Improvisations. In Wiesbaden, where the Armistice Commissions met daily, the French continued to plead for the evacuation of Paris.

Without waiting for the Nazis to depart, France's new Minister of Finance, Marcel Yves Bouthillier, moved his ministry back to Paris and as an optimistic gesture ordered the reopening of the Bourse. "The finances of France must now be handled by improvisation," declared the scholarly, 39-year-old Minister, who has one of the best money minds in France. Neither a Fascist nor a politician, Bouthillier has spent the entire 14 years of his public life in the Finance Ministry, leaves it to attend the opera, to go to bed, or to indulge in his favorite sport—sailing.

At his Ministry in the Louvre Palace last week he found a strange contrast to the days when France was a banking power. Instead of financial kings, industrialists, foreign statesmen and Oriental potentates, his anterooms and the entrance to the Palace were crowded with anxious officials demanding back salary, retired civil servants wanting overdue pensions, and worried captains of industry begging for credit to get their factories going. "People expect miracles," remarked

Minister Bouthillier's young assistant, "but we are not miracle men; we are more like acrobats performing in an empty circus."

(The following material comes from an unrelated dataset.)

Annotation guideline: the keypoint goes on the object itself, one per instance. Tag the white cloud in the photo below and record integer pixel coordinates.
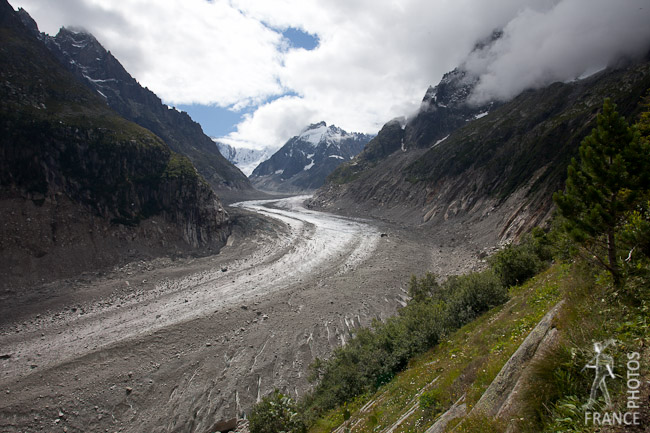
(374, 61)
(186, 51)
(569, 40)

. One way France intended to finance defeat became apparent when the Petain Government ordered the confiscation of the wealth and private property of Banker Baron Edouard de Rothschild and millionaire Importer Louis Louis-Dreyfus, who held two of the five great fortunes of France. A decree permitted the Government to revoke the citizenship and seize the property of persons who fled from France unless they return and provide "good reasons" for their flight. That Baron and Baroness de Rothschild, who arrived in the U. S. by Clipper with $1,000,000 worth of jewels in a little bag, would return to France and the eager hands of Chief Heinrich Himmler's ransoming Gestapo was not expected. Other estates were also confiscated in the effort to grovel for Nazi favor, including those of Louis Rosengart, manufacturer of France's "baby Fords," and famed Journalists Genevieve Tabouis, Andre Geraud ("Pertinax"), Pierre Lazareff and Henri de Kerillis.